Issue while compiling VASP(vasp.6.4.2) with Nvidia GPU

Questions regarding the compilation of VASP on various platforms: hardware, compilers and libraries, etc.


Moderators: Global Moderator, Moderator

Locked
Message
Author
bhargabkakati
Newbie
Newbie
Posts: 39
Joined: Mon May 29, 2023 8:56 am

Issue while compiling VASP(vasp.6.4.2) with Nvidia GPU

#1 Post by bhargabkakati » Sun Mar 24, 2024 1:10 pm

Dear experts, I am encountering an issue while compiling VASP (vasp.6.4.2) with Nvidia GPU. For your reference, I have provided the specifications below:

OS: Ubuntu 22.04

CPU: 36 Core

GPU: Nvidia RTX A6000

CUDA Version: 12.2

$ nvcc --version

nvcc: NVIDIA (R) Cuda compiler driver

Copyright (c) 2005-2023 NVIDIA Corporation

Built on Tue_Jun_13_19:16:58_PDT_2023

Cuda compilation tools, release 12.2, V12.2.91

Build cuda_12.2.r12.2/compiler.32965470_0


Additionally, I have attach the makefile.include and the compilation error messages for further analysis. Your guidance on resolving this issue would be highly appreciated.

Thank You.
You do not have the required permissions to view the files attached to this post.

andreas.singraber
Global Moderator
Global Moderator
Posts: 249
Joined: Mon Apr 26, 2021 7:40 am

Re: Issue while compiling VASP(vasp.6.4.2) with Nvidia GPU

#2 Post by andreas.singraber » Sun Mar 24, 2024 11:06 pm

Hello!

It seems your mpif90 command is not a wrapper around the NVIDIA nvfortran compiler executable as expected, but rather one around the gfortran compiler (maybe the default system compiler). Of course, gfortran cannot understand the NVIDIA compiler flags and throws an error. You can check this by running

Code: Select all

mpif90 -show
This will show you the underlying compiler and the flags and libraries which are used by the wrapper mpif90. I expect that this will show gfortran in your case. However, the correct wrapper must use the nvfortran compiler. Maybe the "wrong" mpif90 is still first in your PATH variable and hence takes precedence over the correct one. I would suggest to search for the right mpif90 wrapper. For example, in my installation of NVHPC 23.11 I can see the mpif90 wrapper in this directory:

Code: Select all

/opt/nvidia/hpc_sdk/Linux_x86_64/23.11/comm_libs/mpi/bin/mpif90
Of course, the actual location depends on your installation. If you can find the right wrapper, just use it with its full path in the makefile.include file, e.g.,

Code: Select all

...
FC          = /opt/nvidia/hpc_sdk/Linux_x86_64/23.11/comm_libs/mpi/bin/mpif90 -acc -gpu=cc60,cc70,cc80,cuda12.2
FCL         = /opt/nvidia/hpc_sdk/Linux_x86_64/23.11/comm_libs/mpi/bin/mpif90 -acc -gpu=cc60,cc70,cc80,cuda12.2 -c++libs
...
Alternatively, ask your system administrators to fix the environment to use the correct wrapper.
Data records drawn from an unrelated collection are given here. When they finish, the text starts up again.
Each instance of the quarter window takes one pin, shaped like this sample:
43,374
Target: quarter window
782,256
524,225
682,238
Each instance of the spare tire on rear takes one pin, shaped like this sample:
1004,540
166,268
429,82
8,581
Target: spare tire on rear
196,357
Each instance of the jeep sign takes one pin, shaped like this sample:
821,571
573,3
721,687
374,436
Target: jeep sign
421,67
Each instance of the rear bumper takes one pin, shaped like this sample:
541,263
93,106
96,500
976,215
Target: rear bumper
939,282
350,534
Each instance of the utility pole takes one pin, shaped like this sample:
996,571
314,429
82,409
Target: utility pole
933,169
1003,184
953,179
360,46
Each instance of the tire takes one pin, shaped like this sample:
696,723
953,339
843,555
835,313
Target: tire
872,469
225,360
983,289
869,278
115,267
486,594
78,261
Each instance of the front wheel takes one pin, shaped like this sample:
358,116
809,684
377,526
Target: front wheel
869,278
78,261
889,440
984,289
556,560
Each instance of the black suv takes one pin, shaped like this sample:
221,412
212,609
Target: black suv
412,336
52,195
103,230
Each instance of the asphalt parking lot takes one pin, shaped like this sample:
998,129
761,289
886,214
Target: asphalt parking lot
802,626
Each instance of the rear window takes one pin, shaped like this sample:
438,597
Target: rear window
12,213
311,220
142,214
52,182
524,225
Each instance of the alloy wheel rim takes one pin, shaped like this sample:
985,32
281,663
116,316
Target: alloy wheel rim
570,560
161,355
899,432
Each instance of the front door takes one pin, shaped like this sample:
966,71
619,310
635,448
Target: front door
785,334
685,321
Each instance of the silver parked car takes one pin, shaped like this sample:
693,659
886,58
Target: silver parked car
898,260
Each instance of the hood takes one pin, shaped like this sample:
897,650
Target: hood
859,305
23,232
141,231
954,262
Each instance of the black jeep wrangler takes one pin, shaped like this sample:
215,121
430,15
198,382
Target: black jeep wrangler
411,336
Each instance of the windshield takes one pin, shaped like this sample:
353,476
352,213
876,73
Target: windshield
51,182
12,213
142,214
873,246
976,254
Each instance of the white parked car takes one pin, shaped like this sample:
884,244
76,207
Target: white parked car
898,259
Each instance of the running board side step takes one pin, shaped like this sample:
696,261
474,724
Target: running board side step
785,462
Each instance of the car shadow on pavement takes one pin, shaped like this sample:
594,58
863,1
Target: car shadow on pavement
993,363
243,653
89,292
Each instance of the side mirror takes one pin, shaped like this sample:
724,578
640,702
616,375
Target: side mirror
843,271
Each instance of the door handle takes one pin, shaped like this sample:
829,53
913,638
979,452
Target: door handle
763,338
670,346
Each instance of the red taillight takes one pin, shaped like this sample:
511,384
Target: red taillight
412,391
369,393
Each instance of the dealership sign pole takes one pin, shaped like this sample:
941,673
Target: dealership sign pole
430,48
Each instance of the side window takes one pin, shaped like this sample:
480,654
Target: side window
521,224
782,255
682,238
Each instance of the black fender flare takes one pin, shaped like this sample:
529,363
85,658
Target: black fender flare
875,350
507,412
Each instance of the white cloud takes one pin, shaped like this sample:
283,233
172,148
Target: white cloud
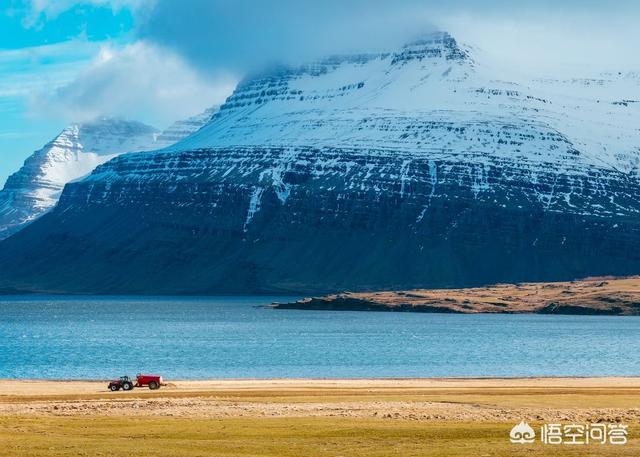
49,9
28,70
139,81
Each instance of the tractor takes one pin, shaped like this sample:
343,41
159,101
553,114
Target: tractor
125,383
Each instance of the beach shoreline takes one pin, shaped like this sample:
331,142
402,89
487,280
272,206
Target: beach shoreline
314,417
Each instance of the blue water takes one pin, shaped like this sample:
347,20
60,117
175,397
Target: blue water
229,337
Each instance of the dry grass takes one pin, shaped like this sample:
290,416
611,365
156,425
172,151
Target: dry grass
281,437
615,296
310,418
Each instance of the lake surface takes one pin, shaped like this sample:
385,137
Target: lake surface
229,337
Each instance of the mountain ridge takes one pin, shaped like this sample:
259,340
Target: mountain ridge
35,188
416,168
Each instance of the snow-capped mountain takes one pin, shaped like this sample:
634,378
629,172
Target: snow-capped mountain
75,152
418,167
183,128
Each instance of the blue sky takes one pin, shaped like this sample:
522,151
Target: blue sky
162,60
37,53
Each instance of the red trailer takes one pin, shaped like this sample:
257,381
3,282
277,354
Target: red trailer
150,380
125,383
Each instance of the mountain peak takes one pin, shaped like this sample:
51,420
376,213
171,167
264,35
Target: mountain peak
432,45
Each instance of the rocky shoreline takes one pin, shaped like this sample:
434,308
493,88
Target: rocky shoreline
592,296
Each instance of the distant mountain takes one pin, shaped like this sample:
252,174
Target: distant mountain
74,153
419,167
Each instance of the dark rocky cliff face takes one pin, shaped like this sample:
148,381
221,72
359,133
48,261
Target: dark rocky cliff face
197,230
400,170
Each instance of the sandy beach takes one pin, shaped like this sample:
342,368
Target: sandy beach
365,416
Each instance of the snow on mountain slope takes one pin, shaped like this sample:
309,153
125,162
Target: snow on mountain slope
183,128
74,153
419,167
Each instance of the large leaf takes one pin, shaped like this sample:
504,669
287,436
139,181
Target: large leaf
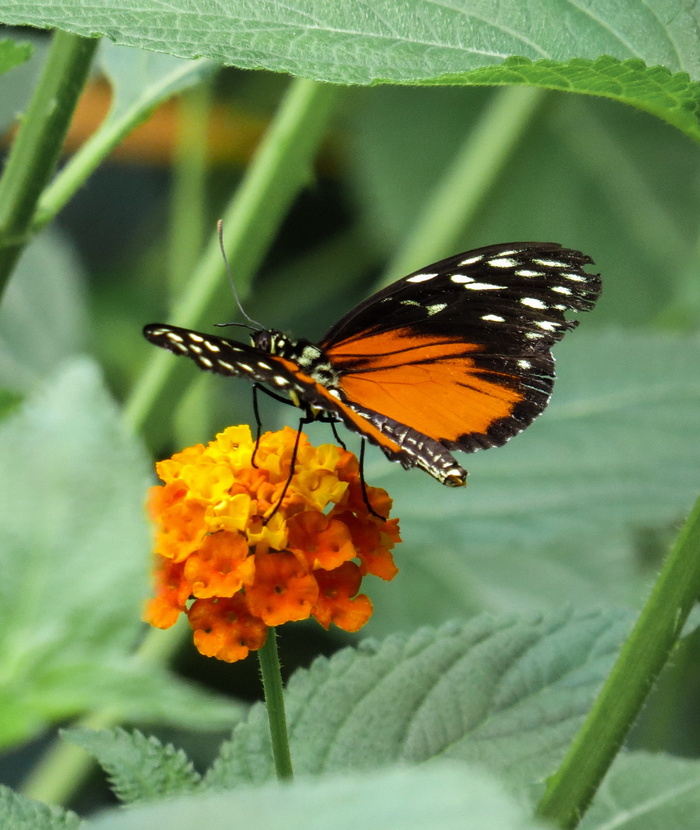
13,54
581,167
564,512
352,43
421,41
75,548
507,693
43,317
449,796
21,813
647,792
139,768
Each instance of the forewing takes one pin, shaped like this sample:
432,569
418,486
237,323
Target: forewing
460,351
234,359
525,287
223,356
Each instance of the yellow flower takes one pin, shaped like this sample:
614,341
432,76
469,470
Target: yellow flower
236,561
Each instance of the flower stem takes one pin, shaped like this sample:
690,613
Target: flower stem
281,167
35,151
456,198
656,632
274,700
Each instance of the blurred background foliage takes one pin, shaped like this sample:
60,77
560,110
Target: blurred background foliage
591,174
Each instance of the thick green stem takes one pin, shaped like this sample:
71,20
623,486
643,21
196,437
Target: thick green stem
456,198
645,653
280,168
274,701
35,151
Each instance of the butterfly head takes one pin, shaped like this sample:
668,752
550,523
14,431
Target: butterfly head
271,341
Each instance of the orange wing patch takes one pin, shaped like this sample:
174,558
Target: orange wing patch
430,384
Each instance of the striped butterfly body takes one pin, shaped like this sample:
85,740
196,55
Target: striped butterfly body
455,356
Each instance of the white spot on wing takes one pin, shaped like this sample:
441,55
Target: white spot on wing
501,262
532,302
483,286
420,277
436,308
551,263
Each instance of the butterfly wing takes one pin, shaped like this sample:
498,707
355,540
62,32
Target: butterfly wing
457,355
234,359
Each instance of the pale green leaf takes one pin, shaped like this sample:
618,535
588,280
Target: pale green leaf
13,54
75,554
449,796
139,768
352,42
43,317
17,812
507,693
647,792
563,512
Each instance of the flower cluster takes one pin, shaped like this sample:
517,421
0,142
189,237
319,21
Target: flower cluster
236,565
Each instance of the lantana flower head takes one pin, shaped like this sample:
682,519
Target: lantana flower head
235,565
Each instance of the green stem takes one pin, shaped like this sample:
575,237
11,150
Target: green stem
281,167
274,701
112,131
571,788
35,151
455,200
188,196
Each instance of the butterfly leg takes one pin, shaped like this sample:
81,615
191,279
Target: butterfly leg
365,495
336,436
306,419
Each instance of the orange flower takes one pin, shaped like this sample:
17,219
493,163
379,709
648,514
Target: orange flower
236,561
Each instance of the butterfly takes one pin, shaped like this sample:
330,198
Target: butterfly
455,356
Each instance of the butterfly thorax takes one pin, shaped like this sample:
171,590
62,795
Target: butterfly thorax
307,355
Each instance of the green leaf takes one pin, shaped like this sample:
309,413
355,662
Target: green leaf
43,317
351,43
75,554
671,97
448,796
143,80
17,812
507,693
139,768
13,54
566,510
140,82
647,792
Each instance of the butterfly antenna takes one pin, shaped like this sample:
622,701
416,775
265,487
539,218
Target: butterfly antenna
220,232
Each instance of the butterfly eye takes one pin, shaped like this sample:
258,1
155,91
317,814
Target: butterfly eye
263,340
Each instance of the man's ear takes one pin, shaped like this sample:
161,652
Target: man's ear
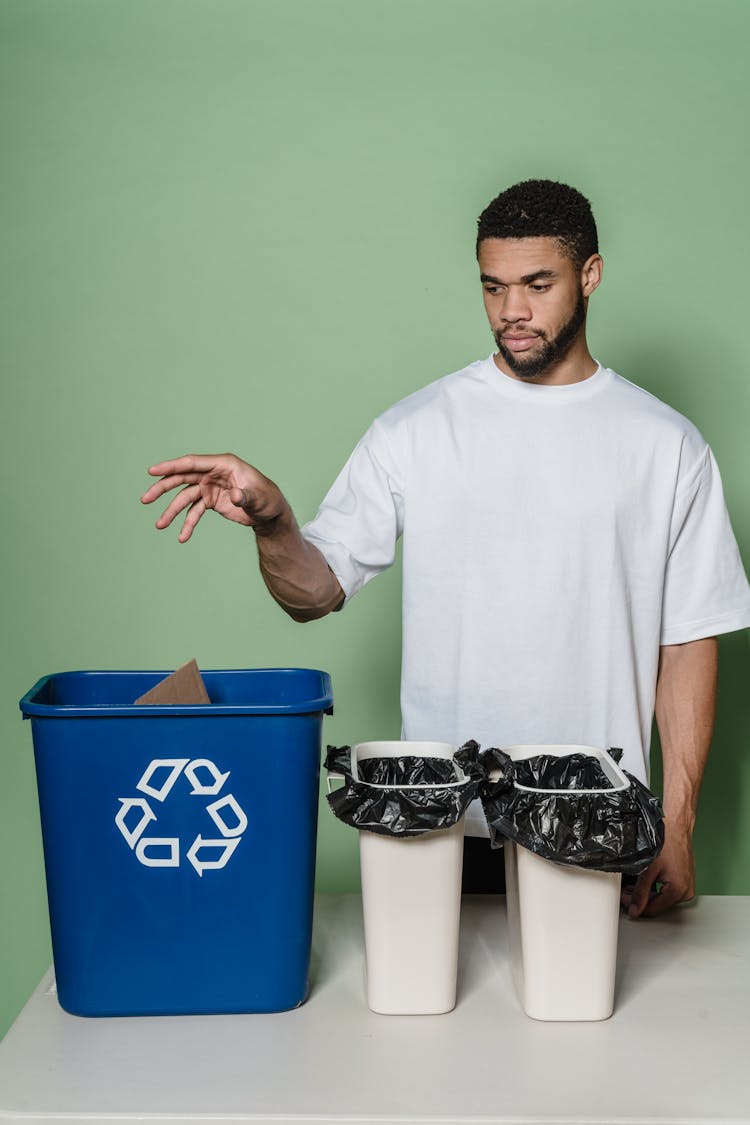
590,275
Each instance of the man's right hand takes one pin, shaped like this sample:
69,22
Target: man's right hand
223,483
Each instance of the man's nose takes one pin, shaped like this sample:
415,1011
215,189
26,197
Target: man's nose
515,307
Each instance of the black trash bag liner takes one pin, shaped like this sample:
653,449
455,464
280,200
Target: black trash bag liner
574,771
619,831
397,811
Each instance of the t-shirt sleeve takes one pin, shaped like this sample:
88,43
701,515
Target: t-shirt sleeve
360,520
705,585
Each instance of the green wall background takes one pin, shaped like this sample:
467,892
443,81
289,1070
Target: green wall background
249,226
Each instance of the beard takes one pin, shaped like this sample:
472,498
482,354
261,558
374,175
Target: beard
552,350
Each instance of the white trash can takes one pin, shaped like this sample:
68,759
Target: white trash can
410,901
562,921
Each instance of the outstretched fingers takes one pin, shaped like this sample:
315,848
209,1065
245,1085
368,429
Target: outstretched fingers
183,498
191,519
168,483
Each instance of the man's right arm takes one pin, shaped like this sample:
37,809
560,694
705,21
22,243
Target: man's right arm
295,572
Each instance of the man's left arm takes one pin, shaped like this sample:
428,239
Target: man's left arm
685,710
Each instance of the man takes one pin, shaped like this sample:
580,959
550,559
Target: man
568,558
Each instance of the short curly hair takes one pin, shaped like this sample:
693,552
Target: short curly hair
542,208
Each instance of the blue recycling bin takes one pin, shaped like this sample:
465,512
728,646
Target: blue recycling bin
179,842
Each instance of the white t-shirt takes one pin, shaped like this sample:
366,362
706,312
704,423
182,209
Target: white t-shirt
553,539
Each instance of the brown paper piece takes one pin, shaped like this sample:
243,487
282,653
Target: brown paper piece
186,685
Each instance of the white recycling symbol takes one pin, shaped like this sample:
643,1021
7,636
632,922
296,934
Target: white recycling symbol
156,782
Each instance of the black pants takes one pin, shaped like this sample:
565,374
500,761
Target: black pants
484,869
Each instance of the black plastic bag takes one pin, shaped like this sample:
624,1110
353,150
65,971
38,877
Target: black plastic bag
398,811
615,830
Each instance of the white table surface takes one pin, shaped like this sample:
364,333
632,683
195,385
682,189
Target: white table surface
676,1049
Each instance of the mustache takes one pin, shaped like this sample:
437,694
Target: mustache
500,334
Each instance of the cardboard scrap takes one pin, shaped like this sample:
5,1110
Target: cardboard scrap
186,685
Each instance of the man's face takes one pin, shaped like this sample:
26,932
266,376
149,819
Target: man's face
535,302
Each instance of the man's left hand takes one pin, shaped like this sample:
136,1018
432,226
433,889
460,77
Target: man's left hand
669,880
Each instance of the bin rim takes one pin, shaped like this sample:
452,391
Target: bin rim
30,709
611,768
395,745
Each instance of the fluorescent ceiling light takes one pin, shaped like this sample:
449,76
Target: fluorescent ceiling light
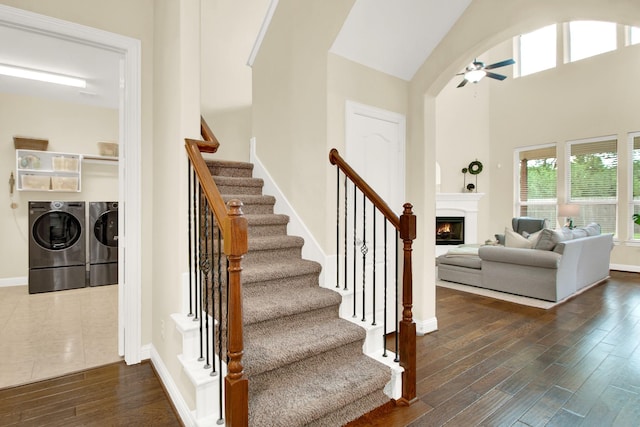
43,76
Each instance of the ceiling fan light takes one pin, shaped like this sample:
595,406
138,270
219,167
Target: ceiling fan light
475,76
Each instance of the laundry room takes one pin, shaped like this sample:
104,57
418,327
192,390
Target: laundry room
59,206
69,131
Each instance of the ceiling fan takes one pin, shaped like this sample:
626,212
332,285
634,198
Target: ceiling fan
475,71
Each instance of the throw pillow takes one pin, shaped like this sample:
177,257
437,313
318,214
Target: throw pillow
515,240
533,237
550,238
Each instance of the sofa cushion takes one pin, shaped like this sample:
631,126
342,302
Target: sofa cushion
515,240
549,238
460,261
518,256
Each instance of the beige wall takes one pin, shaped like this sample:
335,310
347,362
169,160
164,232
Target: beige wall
349,81
132,19
290,103
229,29
176,115
70,128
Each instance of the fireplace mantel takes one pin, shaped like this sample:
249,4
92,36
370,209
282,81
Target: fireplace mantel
459,204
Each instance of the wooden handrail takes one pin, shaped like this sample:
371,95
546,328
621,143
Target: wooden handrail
234,229
337,160
208,135
406,226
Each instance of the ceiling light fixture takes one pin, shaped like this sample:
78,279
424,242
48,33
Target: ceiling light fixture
474,76
43,76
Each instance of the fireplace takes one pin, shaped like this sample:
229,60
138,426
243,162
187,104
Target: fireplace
449,230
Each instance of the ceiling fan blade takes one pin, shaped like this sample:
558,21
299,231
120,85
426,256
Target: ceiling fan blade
500,64
496,76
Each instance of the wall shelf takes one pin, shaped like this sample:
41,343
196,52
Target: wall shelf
48,171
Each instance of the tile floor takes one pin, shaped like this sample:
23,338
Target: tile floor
54,333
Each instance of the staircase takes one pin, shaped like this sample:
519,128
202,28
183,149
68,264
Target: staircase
304,363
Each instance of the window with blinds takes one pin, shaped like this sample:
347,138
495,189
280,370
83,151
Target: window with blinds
635,184
538,178
593,181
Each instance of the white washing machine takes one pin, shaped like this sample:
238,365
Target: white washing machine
103,243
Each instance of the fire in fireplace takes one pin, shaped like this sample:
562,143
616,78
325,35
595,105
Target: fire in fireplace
449,230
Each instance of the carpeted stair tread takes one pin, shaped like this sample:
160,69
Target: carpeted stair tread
266,350
275,271
266,219
305,393
229,168
264,243
276,302
239,185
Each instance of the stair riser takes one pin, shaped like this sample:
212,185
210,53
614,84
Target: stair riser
240,189
291,283
328,359
271,255
246,172
282,322
256,208
267,230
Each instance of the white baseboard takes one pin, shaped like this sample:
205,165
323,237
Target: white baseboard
311,249
425,326
14,281
146,351
174,394
625,267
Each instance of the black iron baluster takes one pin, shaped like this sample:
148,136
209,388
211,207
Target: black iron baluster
373,291
364,250
346,216
384,321
201,200
219,328
189,202
337,227
208,281
397,359
355,244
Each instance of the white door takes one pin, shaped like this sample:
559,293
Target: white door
375,146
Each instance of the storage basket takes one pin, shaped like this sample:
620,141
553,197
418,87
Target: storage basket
36,182
23,143
109,149
64,183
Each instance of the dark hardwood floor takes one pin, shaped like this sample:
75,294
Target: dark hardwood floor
491,363
111,395
494,363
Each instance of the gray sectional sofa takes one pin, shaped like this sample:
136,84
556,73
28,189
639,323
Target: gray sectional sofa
563,264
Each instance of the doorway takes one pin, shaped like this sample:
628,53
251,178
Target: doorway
375,147
129,275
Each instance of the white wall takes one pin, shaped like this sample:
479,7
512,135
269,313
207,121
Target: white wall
70,128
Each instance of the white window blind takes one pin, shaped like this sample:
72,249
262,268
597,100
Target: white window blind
593,182
538,177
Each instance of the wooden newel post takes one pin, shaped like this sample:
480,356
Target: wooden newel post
407,326
236,384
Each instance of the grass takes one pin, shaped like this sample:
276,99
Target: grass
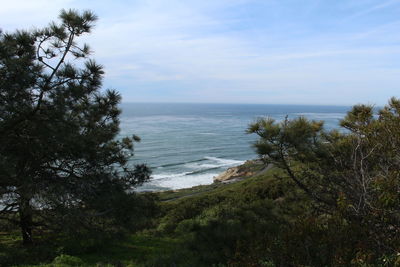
146,248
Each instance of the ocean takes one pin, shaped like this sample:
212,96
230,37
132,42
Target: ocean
188,144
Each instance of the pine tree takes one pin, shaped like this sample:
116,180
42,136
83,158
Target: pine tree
61,165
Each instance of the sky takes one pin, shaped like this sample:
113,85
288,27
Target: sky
329,52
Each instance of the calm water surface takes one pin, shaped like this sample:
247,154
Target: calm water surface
188,144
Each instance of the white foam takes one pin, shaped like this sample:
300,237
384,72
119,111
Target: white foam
168,176
187,181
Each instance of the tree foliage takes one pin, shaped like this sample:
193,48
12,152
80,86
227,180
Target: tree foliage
353,173
61,165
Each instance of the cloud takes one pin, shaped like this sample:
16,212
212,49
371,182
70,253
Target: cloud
232,51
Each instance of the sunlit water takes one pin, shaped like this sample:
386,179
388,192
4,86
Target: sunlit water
188,144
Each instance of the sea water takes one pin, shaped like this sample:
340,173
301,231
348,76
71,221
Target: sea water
188,144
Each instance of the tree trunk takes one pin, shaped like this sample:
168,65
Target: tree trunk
25,217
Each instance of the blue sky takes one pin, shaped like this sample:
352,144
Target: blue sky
338,52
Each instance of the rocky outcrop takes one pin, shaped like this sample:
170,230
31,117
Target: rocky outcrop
238,172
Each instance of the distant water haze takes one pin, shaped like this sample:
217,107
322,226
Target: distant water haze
188,144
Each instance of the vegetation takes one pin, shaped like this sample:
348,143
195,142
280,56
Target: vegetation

Hope this helps, all the best,

Andreas Singraber

bhargabkakati
Newbie
Newbie
Posts: 39
Joined: Mon May 29, 2023 8:56 am

Re: Issue while compiling VASP(vasp.6.4.2) with Nvidia GPU

#3 Post by bhargabkakati » Mon Mar 25, 2024 1:33 pm

Dear Andreas Singraber,
Thank you for the suggestion. Your solution helped resolve the issue. Now I am encountering a new issue, as showed below. I can compile VASP successfully without adding wannier90 interface but when I try to add the wannier90 interface the following error occurs. Any help would be greatly appreciated. For your convenience, I have attached the log file and the makefile.include. Thank you.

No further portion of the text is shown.